Отец собрал библиотеку почти из двух тысяч книг, включая самиздат и тамиздат. Регулярно ездил на книжный рынок – менялся, продавал, покупал. Когда его отправили на инвалидность, он сказал: «Наконец-то я вдоволь начитаюсь». И стал читать ночами, а днём отсыпался. Я к тому времени уехал из дома, и родители спали в разных комнатах. Однажды ночью отец пошёл в туалет, а может, на кухню попить водички. Упал в коридоре и умер от кровоизлияния в мозг. На поминках многие говорили: «Лёгкая смерть». Ну да, лёгкая, если не считать десяти лет болезни Паркинсона и житья на таблетках. Наверное, я прозвучу, как подонок, если скажу, что уход отца не стал для меня трагедией. Конечно, я сильно расстроился, но… боюсь, не так сильно, как должен был. И не только потому, что редко его видел. Тогда я не мог сформулировать этого, но теперь подозреваю, что мы – я, мать, сестра – значили в его жизни гораздо меньше, чем его работа, его альбомы и книги. Эту же мысль я нашёл в одном из последних писем от матери. Кстати, старшего брата у меня тоже не было.
Зачем я всё это рассказываю? Затем, что, разменяв сороковник, давно похоронив идеалы и иллюзии, я встретил человека, который мог бы быть моим отцом. Или старшим братом.
Мы жили тогда в эмигрантском квартале Веллингтона, недалеко от центра.
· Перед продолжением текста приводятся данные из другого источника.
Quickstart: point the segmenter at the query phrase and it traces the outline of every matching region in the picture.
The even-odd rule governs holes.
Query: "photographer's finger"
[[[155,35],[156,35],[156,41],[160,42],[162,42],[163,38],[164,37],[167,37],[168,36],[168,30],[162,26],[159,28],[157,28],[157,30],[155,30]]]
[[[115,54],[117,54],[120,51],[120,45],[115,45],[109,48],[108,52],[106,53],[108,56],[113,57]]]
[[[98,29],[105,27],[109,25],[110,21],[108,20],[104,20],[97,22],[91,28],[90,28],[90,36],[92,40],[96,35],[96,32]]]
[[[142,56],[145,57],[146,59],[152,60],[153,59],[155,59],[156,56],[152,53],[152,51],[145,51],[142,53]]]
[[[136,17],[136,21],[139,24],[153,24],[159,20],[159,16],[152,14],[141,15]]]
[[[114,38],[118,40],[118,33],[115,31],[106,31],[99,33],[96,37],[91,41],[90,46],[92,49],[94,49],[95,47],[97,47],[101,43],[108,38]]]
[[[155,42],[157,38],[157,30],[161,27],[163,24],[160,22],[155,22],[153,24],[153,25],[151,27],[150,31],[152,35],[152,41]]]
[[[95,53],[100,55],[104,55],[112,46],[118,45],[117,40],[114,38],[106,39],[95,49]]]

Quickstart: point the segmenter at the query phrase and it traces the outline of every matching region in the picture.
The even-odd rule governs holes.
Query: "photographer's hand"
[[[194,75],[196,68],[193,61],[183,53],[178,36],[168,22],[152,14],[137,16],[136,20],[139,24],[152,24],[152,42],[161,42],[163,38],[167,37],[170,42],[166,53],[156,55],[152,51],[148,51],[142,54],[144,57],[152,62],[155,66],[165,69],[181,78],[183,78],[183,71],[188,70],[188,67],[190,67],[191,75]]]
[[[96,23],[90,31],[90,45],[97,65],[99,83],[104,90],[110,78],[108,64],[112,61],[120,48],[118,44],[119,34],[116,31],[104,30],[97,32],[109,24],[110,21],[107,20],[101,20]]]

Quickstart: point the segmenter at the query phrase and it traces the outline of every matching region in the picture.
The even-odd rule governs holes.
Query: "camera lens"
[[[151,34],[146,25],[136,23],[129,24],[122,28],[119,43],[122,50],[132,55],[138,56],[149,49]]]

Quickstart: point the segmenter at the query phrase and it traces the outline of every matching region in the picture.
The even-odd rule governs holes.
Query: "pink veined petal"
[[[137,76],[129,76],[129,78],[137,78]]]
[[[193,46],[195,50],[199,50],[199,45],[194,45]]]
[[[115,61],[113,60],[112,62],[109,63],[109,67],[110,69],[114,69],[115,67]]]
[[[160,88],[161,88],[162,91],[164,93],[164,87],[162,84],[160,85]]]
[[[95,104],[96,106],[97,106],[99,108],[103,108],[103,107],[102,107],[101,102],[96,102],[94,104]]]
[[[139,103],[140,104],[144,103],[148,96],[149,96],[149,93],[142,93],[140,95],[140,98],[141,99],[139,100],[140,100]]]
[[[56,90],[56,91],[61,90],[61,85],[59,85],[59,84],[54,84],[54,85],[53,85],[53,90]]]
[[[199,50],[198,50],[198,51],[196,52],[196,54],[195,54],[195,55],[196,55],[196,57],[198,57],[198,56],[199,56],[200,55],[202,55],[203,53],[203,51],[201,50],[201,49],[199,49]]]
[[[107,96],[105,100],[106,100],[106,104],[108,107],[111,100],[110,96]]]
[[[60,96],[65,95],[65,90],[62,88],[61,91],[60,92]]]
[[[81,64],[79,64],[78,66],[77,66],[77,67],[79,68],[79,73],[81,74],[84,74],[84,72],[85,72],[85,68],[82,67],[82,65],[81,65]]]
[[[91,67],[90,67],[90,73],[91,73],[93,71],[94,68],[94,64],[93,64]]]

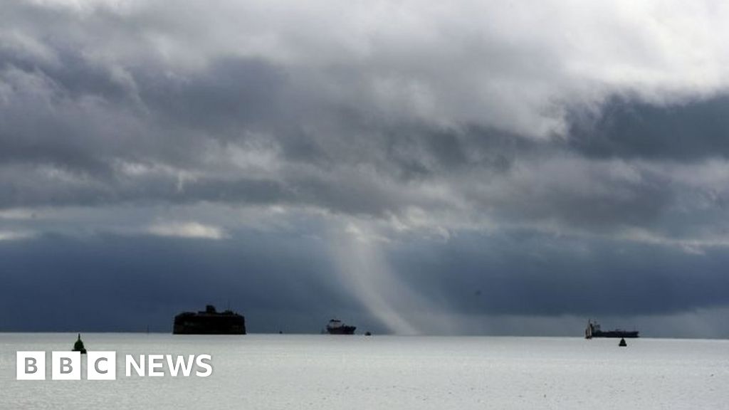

Две высотки и десяток зданий пониже, набитых голытьбой и тунеядцами разных цветов. Раньше мы думали, что жить близко к центру – это престижно. В Зеландии всё оказалось наоборот. Квартиру слева занимал тихий наркоман, похожий на индейского вождя без перьев. Целыми днями он курил травку и читал Конфуция. Запах из его квартиры мне уже не перепутать ни с чем. Справа обосновался Эндрю, дезертир из Ливии. Узнав, что мы из России, неизменно звал в гости на портвешок. В армии Эндрю обучали русские инструкторы, о которых он сохранил теплейшие воспоминания. Попадались и бывшие соотечественники, в основном нарушители визового режима и «прыгуны» с кораблей. Почти все они чего-то ждали: одни – депортации, другие – статуса беженца или продления визы. Несмотря на то, что им платили пособие, многие халтурили налево – клинерами, разнорабочими, посудомойками в индийских тошниловках. Таким образом им удавалось заработать на адвокатов, которые помогали отсрочить депортацию, а после отсудить у правительства какую-нито визу. Парадоксальная страна.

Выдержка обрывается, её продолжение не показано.